The final section of the book (Part three) looks at how one can seek the Holy Spirit. Greear tackles such topics as how we are to respond when we don’t experience God’s presence and how he uses these times of silence to shape us, the place of prayer in seeking the Spirit’s work in our lives, and the need for brokenness and dependency on God for all things if we are to know his presence. He also addresses the topic of revival. What Greear shows in a relatively brief chapter, is how revival doesn’t come through demonstrations of the spectacular, but typically through the normal operations of the Spirit and the ordinary means of grace. Quoting Tim Keller, Greear notes that revival is “the intensification of the normal operations of the Holy Spirit (conviction of sin, regeneration and sanctification, assurance of salvation) through the ordinary means of grace (preaching the Word, prayer, etc.)” (196).
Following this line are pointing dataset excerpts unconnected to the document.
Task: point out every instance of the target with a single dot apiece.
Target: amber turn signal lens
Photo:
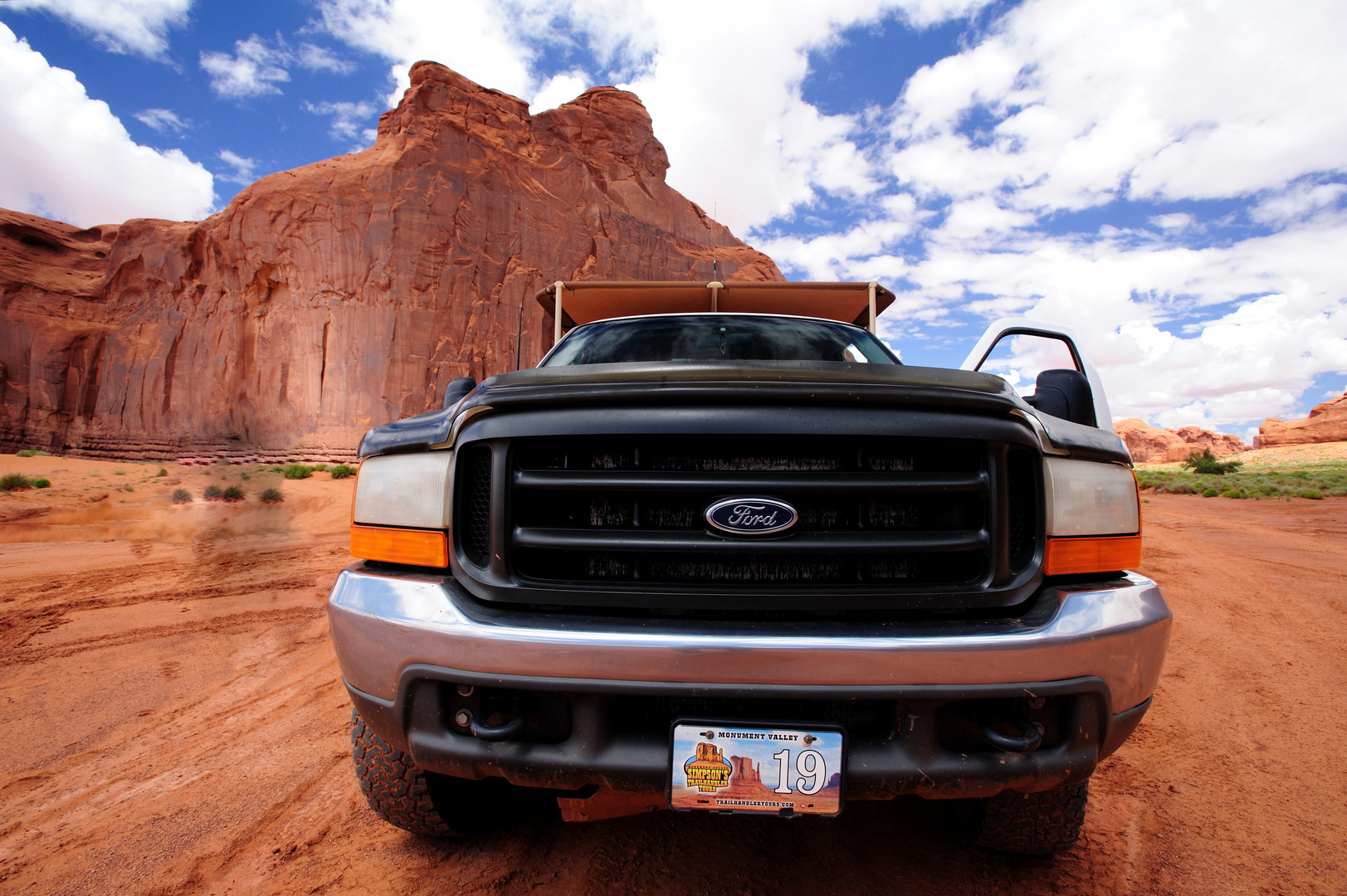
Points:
(1071, 555)
(415, 548)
This should be of encouragement to all pastors who faithfully, week in and week out, lead their members through these means. It should also encourage all of us, for at any moment, the Lord may send his Spirit to move mightily among his people.
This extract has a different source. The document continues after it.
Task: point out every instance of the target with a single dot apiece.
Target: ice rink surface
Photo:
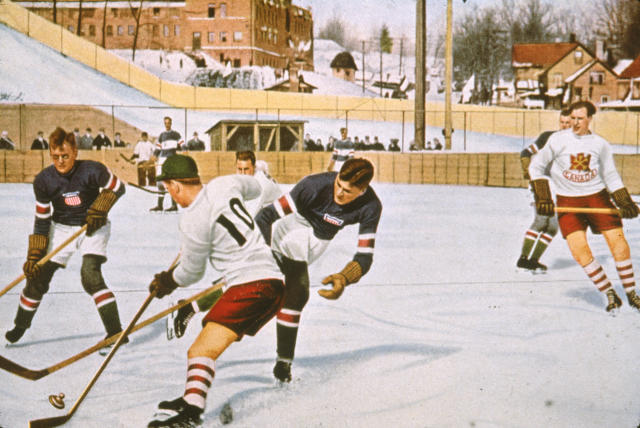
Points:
(444, 331)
This book is a welcomed introduction to the person and work of the Spirit for those new to the Christian faith and those Christians who may not have taken the time to study the doctrine of the Holy Spirit in the past. Greear does a fine job interweaving biblical instruction with personal experience as he works his way through various topics related to the Holy Spirit. Many of his personal anecdotes are entertaining. For those looking for a book that gives detailed attention to baptism in the Spirit and spiritual gifts this is not the book for you. Although Greear touches briefly on these themes, he is far more concerned with laying out a broad overview of the doctrine of the Holy Spirit. If one is interested in these particular topics, one would do well to read one or several of the following: D. A. Carson, Showing the Spirit: A Theological Exposition of 1 Corinthians 12–14 (Baker Academic, 1996); Wayne Grudem, ed., Are Miraculous Gifts for Today? (Zondervan, 1996); Craig S. Keener, Gift and Giver: The Holy Spirit for Today (Baker Academic, 2001); J. I. Packer, Keep in Step with the Spirit (Baker, 2005); and Sam Storms, A Beginner’s Guide to Spiritual Gifts (Bethany House, 2013). The only real drawback to Jesus Continued is its broadness. In covering so much ground, there is little opportunity to drill down into what the Scripture has to say about a particular topic. Hopefully, the broadness of the author’s approach leads the reader to more questions, and a desire to answer these questions through a focused study of Scripture utilizing good books to aid one’s study.
One final word about the author: J. D. Greear is a Southern Baptist who appears to be open to all of the gifts of the Spirit. That being said, he is in no way a Pentecostal, nor do I believe he would characterize himself as a charismatic. The reader must judge for oneself whether or not this is a good thing, and whether or not one can humble oneself to learn from someone with a different theological perspective.
Disclaimer: I was given this book free from the publisher in exchange for an honest review.